On this episode of the RealAgriculture Soybean School, Ontario Ministry of Agriculture, Food and Rural Affairs Soybean Specialist Horst Bohner looks at potash soil test values to determine how soybeans respond economically to the nutrient.

Bohner says that a typical 50 bu/ac crop removes 70 pounds of actual potassium. Based on his trials, he says growers should plan to apply potassium at about half the rate of crop removal if the soil test is mediocre. “The further you go down the scale, the more you can afford to put on,” he adds. But if you soil test for K is good, growers don’t get any response.

Bohner also looks at application methods, comparing broadcast to in-furrow application. He notes that potash is mined from ancient sea beds with high levels of salt. As a result, potassium chloride can prove toxic when applied in-furrow, close to the seed.

Research has indicted that broadcasting potash at high rates can also prove detrimental to the crop.
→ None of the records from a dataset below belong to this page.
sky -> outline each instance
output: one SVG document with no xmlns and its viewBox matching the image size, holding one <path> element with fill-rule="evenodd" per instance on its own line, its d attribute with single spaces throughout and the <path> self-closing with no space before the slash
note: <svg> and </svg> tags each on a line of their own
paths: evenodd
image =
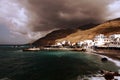
<svg viewBox="0 0 120 80">
<path fill-rule="evenodd" d="M 120 0 L 0 0 L 0 44 L 31 43 L 53 30 L 120 17 Z"/>
</svg>

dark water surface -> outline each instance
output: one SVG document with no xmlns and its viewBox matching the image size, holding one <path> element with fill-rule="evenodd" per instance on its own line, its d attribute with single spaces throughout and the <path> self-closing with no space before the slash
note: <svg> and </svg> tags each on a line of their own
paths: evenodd
<svg viewBox="0 0 120 80">
<path fill-rule="evenodd" d="M 99 70 L 118 71 L 114 63 L 101 57 L 73 51 L 23 52 L 0 47 L 0 80 L 77 80 Z"/>
</svg>

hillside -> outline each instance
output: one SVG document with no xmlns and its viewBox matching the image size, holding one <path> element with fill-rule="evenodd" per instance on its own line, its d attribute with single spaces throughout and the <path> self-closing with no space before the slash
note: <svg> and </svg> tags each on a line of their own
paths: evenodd
<svg viewBox="0 0 120 80">
<path fill-rule="evenodd" d="M 68 35 L 76 32 L 77 29 L 60 29 L 55 30 L 45 37 L 38 39 L 33 43 L 35 46 L 44 46 L 44 45 L 51 45 L 55 43 L 55 40 L 67 37 Z"/>
<path fill-rule="evenodd" d="M 88 26 L 88 25 L 87 25 Z M 120 34 L 120 19 L 109 20 L 105 23 L 90 27 L 89 29 L 61 29 L 53 31 L 43 38 L 35 41 L 33 45 L 43 46 L 51 45 L 55 42 L 69 40 L 71 42 L 78 42 L 86 39 L 93 39 L 98 34 Z"/>
<path fill-rule="evenodd" d="M 85 39 L 93 39 L 95 35 L 105 34 L 106 36 L 110 34 L 120 34 L 120 20 L 108 21 L 103 24 L 100 24 L 94 28 L 77 31 L 76 33 L 70 34 L 65 38 L 57 39 L 58 41 L 69 40 L 71 42 L 77 42 Z"/>
</svg>

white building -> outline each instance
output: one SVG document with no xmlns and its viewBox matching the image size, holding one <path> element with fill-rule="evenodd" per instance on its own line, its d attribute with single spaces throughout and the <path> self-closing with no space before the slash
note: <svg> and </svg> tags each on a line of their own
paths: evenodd
<svg viewBox="0 0 120 80">
<path fill-rule="evenodd" d="M 104 34 L 100 34 L 95 36 L 94 45 L 95 46 L 103 46 L 105 43 L 109 43 L 110 39 L 107 38 Z"/>
</svg>

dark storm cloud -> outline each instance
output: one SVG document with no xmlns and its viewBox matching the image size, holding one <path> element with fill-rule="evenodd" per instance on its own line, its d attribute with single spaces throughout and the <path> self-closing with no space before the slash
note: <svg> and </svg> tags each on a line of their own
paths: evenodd
<svg viewBox="0 0 120 80">
<path fill-rule="evenodd" d="M 73 28 L 105 20 L 114 0 L 28 0 L 33 31 Z"/>
</svg>

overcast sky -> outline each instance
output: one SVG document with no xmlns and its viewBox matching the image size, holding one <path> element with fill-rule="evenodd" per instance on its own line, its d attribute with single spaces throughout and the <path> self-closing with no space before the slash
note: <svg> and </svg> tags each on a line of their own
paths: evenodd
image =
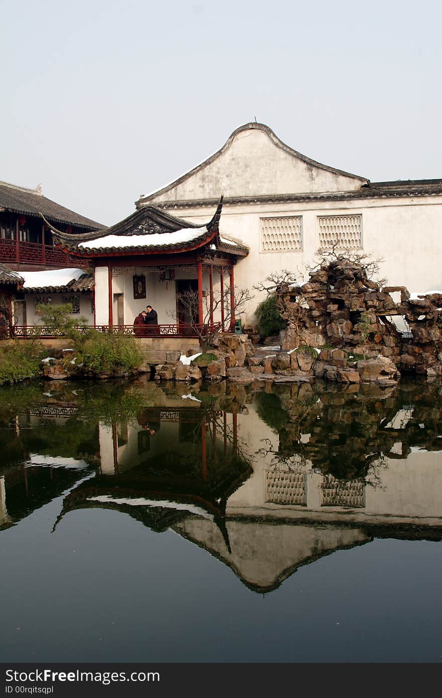
<svg viewBox="0 0 442 698">
<path fill-rule="evenodd" d="M 0 179 L 110 225 L 239 126 L 442 177 L 442 3 L 0 0 Z"/>
</svg>

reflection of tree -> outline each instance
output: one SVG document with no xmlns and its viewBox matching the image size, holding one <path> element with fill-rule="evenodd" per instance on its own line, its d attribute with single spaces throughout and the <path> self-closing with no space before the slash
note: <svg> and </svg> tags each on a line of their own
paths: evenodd
<svg viewBox="0 0 442 698">
<path fill-rule="evenodd" d="M 374 466 L 382 466 L 385 456 L 406 458 L 412 447 L 441 448 L 437 384 L 402 383 L 386 393 L 372 385 L 349 392 L 318 383 L 309 405 L 304 386 L 281 387 L 279 406 L 275 396 L 256 395 L 258 413 L 279 436 L 274 461 L 279 467 L 294 469 L 310 461 L 337 480 L 365 478 L 370 471 L 369 480 L 376 483 Z"/>
</svg>

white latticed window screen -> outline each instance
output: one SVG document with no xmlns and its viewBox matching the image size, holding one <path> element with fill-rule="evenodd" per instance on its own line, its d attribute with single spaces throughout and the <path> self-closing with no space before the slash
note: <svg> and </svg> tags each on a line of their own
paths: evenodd
<svg viewBox="0 0 442 698">
<path fill-rule="evenodd" d="M 318 216 L 319 248 L 326 249 L 337 245 L 345 249 L 362 246 L 362 216 Z"/>
<path fill-rule="evenodd" d="M 364 480 L 339 480 L 332 475 L 321 476 L 321 507 L 365 506 Z"/>
<path fill-rule="evenodd" d="M 302 216 L 260 218 L 261 251 L 285 252 L 302 249 Z"/>
<path fill-rule="evenodd" d="M 265 501 L 276 504 L 298 504 L 305 506 L 305 475 L 304 473 L 265 470 Z"/>
</svg>

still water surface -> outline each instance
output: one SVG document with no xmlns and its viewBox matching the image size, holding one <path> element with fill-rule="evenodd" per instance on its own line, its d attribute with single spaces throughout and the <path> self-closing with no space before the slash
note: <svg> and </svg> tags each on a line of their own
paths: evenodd
<svg viewBox="0 0 442 698">
<path fill-rule="evenodd" d="M 442 389 L 0 394 L 3 662 L 442 660 Z"/>
</svg>

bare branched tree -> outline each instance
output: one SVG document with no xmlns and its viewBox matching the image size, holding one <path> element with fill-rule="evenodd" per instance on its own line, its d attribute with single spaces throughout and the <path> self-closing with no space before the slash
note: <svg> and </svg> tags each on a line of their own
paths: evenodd
<svg viewBox="0 0 442 698">
<path fill-rule="evenodd" d="M 339 243 L 334 243 L 327 249 L 316 250 L 315 262 L 313 265 L 306 265 L 309 272 L 315 272 L 318 269 L 329 267 L 331 265 L 347 262 L 349 265 L 360 267 L 362 270 L 361 278 L 355 281 L 368 281 L 369 288 L 378 290 L 384 286 L 387 281 L 379 276 L 381 265 L 384 261 L 383 258 L 378 257 L 372 259 L 371 255 L 358 249 L 343 249 Z"/>
<path fill-rule="evenodd" d="M 210 295 L 206 290 L 202 296 L 202 322 L 200 322 L 198 291 L 186 289 L 177 295 L 178 304 L 189 318 L 188 327 L 197 335 L 200 346 L 205 351 L 214 346 L 216 335 L 223 331 L 221 321 L 212 321 L 211 318 L 219 318 L 223 308 L 224 329 L 228 330 L 232 328 L 238 315 L 244 311 L 246 304 L 253 297 L 248 289 L 235 288 L 232 298 L 230 286 L 226 286 L 223 293 L 214 290 L 211 303 Z M 175 313 L 170 312 L 168 314 L 170 317 L 177 320 Z"/>
</svg>

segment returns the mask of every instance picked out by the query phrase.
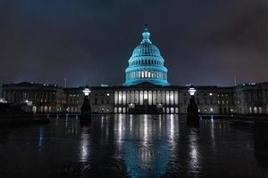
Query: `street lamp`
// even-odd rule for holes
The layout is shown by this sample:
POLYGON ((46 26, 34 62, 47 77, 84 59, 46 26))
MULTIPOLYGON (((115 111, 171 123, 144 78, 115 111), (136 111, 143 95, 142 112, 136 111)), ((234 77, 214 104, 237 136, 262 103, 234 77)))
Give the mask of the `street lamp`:
POLYGON ((91 107, 90 101, 88 99, 88 95, 90 94, 91 91, 88 88, 85 88, 82 91, 85 94, 83 105, 81 107, 81 115, 80 115, 80 121, 83 123, 91 123, 91 107))
POLYGON ((84 93, 85 96, 88 96, 89 93, 91 93, 91 91, 88 88, 85 88, 83 90, 83 93, 84 93))
POLYGON ((196 88, 194 88, 194 86, 191 86, 188 90, 188 93, 190 96, 194 96, 195 93, 197 92, 196 88))
POLYGON ((7 101, 4 98, 0 98, 0 103, 7 103, 7 101))
POLYGON ((196 88, 194 88, 193 85, 189 87, 188 90, 190 98, 189 98, 189 103, 187 108, 187 118, 189 122, 198 122, 198 108, 196 104, 195 100, 195 93, 197 92, 196 88))

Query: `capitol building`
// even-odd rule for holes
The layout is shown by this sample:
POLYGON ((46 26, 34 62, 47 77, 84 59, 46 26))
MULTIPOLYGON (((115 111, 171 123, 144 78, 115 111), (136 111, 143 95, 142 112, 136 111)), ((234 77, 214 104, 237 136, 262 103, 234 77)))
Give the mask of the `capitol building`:
MULTIPOLYGON (((186 114, 188 86, 168 82, 168 69, 160 50, 145 28, 129 60, 122 85, 61 87, 29 82, 6 84, 3 100, 29 101, 38 113, 80 113, 83 89, 88 87, 93 113, 186 114)), ((236 86, 195 86, 200 114, 268 114, 268 83, 236 86)))

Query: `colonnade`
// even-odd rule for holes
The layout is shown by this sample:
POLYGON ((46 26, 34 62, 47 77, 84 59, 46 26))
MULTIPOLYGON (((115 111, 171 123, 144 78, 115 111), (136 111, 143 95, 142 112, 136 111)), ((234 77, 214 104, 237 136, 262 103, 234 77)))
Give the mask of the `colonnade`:
POLYGON ((178 91, 115 91, 114 105, 143 105, 147 100, 148 105, 178 105, 178 91))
In Ontario, Bohner says that up to 300 lbs/ac can be broadcast safely ahead of soybean planting. In the video, he looks at a series of trials he conducted in 2022 that support this strategy. “I think we have to really get into some specific dry soil conditions or extremely high rates of potash before we start to run into chloride problems for soybeans,” he says.

When it comes to timing potash applications, Bohner says shallow soybean roots allow for good flexibility when applying nutrients. Both fall and spring applications are effective. Even broadcasting after the plant has emerged can pay on low potash testing ground if timely rains occur after application.